Machine Learning for Hackers, Chapter 1, Part 4: Data aggregation and reshaping.
Introduction
In the last part I made some simple summaries of the cleaned UFO data: basic descriptive statistics and historgrams. At the very end, I did some simple data aggregation by summing up the sightings by date, and plotted the resulting time series. In this part, I’ll go further with the aggregation, totalling sightings by state and month.
This takeaway from this part is that Pandas dataframes have some
powerful methods for aggregating and manipulating data. I’ll show
groupby
, reindex
, hierarchical indices, and stack
and unstack
in action.
The shape of data: the long and the wide of it
The first step in aggregating and reshaping data is to figure out the final form you want the data to be in. This form is basically defined by content and shape.
We know what we want the content to be: an entry in the data should give the number of sightings in a state/month combination.

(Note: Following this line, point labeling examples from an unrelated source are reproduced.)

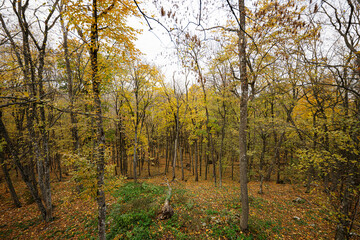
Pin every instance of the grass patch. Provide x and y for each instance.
(132, 217)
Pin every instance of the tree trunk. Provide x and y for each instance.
(27, 179)
(14, 196)
(243, 121)
(196, 162)
(100, 140)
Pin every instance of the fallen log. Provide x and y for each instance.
(166, 210)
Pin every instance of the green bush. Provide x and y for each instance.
(132, 216)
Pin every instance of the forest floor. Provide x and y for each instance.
(202, 211)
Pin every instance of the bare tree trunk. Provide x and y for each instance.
(73, 119)
(100, 140)
(14, 196)
(174, 159)
(135, 154)
(181, 162)
(243, 121)
(27, 179)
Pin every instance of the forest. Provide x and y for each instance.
(246, 125)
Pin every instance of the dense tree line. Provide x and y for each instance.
(269, 92)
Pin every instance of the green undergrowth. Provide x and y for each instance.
(134, 216)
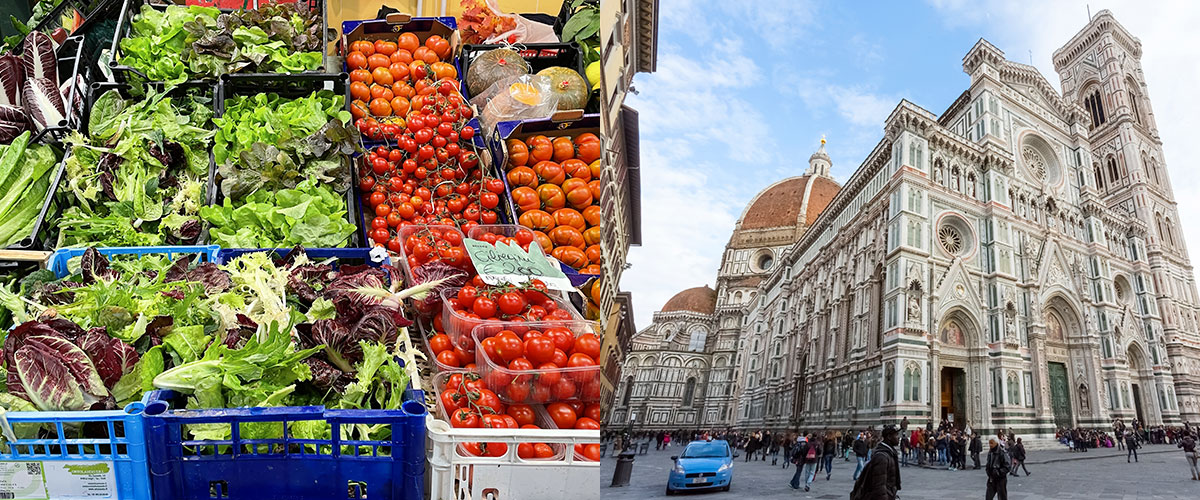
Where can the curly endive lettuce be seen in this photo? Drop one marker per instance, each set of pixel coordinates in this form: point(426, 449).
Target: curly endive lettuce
point(185, 42)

We have two choices for the shape: wide or long. The wide version of this data would have months as the rows and states as the columns; it would be a 248 by 51 table with the number of sigthings as entries. This is a really natural way to shape the data if we were presenting a table for example.
One of things I’ve picked up from my years of using R, though, is a
preference for long data. This is because R’s factors
and formulas
with easy conditioning make it easier to work with long data. The most
common example is using lattice
plots. To generate a lattice plot of
y
over x
with panels defined by a level of the variable f
, you
just call xyplot(y ~ x | f)
. For this to work though, the data must be
long, with f
a column of factors, and the x
column will likely be
some values repeated for each level of f
. This seems kind of redundant
and unwieldy when you’re used to tables and spreadsheets, but it becomes
more natural when you starting working with tools like lattice
or
ggplot
, using more panel data, or doing more split-apply-combine
or map-reduce types of procedures.
Because Pandas dataframes are so organized around indices, and because Pandas allows for hierarchical indexing, we’ll find that it will be a good strategy to shape data in a way that provides for informative indices. This will give us access to a host of powerful methods to manipulate the dataframe. In this case, as we’ll see, by making the data long, we’ll be able to push most of the information into the dataframe’s index.
The long version of our UFO data would have rows defined by a
state/month pair, and a column recording the number of sightings for
that pair. In R–as the authors do in the book–you’ll have a dataframe
with three columns. The first two are the factor variables USState
and YearMonth
. (I’m not actually sure these are technically factor
variables in the authors’ implementation, but they are conceptually).
The third is the sightings count.
In Pandas, since the state and month pairs identify unique observations, it’s natural to make these indices of the dataframe. Pandas supports hierarchical indexing by using unique tuples–here a tuple would be (state, month).
Aggregating the data
Now that we’ve decided the form of the data, let’s implement all this.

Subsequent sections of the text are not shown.